= Turriff Advertiser =

Weekly newspaper in Turriff, Aberdeenshire, Scotland

The Turriff Advertiser (nicknamed "The Squeak") is a paid-for weekly newspaper in Turriff, Aberdeenshire, founded in 1933 and published by W. Peters (Print & Design) Ltd. When it was first published, the paper was called the Turriff & District Advertiser. It is published every Thursday, though it bears a Friday cover date.

The paper covers the town itself and a wide rural area. It is noted for its extensive coverage of the local sports scene, particularly the fortunes of the town's Highland Football League club, Turriff United F.C.

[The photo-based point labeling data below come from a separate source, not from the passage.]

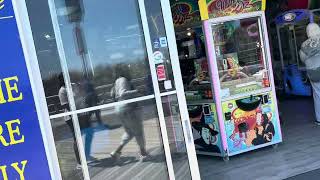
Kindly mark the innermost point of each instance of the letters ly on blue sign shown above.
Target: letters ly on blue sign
(22, 152)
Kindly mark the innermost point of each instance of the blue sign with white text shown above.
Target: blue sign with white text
(22, 152)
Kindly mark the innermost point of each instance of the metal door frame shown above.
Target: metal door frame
(40, 100)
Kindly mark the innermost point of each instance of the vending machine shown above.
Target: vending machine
(243, 114)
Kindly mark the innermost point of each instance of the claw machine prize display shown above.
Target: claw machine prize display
(245, 112)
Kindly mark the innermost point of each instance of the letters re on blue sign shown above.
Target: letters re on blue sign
(22, 152)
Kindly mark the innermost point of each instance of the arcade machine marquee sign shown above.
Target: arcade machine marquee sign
(220, 8)
(22, 152)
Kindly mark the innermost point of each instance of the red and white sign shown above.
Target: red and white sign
(161, 72)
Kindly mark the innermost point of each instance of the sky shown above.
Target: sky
(113, 33)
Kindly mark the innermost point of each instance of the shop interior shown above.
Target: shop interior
(298, 153)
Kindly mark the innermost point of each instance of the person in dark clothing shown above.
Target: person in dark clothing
(92, 99)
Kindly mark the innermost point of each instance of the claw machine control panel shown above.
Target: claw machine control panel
(239, 61)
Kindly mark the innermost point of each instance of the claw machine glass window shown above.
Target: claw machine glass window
(239, 55)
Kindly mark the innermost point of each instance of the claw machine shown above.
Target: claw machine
(243, 115)
(291, 33)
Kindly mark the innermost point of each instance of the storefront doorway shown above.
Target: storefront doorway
(111, 76)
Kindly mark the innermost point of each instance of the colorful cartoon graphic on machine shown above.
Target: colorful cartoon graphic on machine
(250, 122)
(205, 128)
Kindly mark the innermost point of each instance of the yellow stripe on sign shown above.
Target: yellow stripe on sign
(203, 9)
(264, 5)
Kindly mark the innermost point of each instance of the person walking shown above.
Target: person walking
(127, 113)
(310, 55)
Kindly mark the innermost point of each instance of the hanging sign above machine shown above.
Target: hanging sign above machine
(185, 12)
(219, 8)
(289, 17)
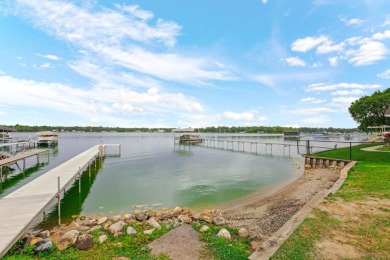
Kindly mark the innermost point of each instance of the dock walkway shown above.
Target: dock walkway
(19, 208)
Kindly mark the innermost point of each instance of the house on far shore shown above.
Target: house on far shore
(387, 112)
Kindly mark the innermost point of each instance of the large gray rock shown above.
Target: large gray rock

The Turriff Advertiser has two sister papers, the Inverurie Advertiser, published in 1952, and Ellon Advertiser, published in 1957. All of these papers are produced at W. Peters' premises in Turriff. News and sport are local to each, though some features such as the reports on local livestock markets, bulletins from the local MP and MSP (currently David Duguid and Gillian Martin, respectively), and the entertainment pages (which mostly focus on forthcoming attractions in the nearest city, Aberdeen), are common to all three.

In June 2019 it was announced that the Turriff Advertiser and its two sister papers, the Inverurie Advertiserand the Ellon Advertiser had been sold to Scottish Provincial Press, with the new owners taking control on 1 July 2019.

On 11 December 2019 it was announced that Scottish Provincial Press had gone into administration briefly on Tuesday 10 December 2019 and that the Iliffe Media Group had taken control of the business and the 18 regional titles including the Turriff Advertiser, the company would now trade as Highland News and Media.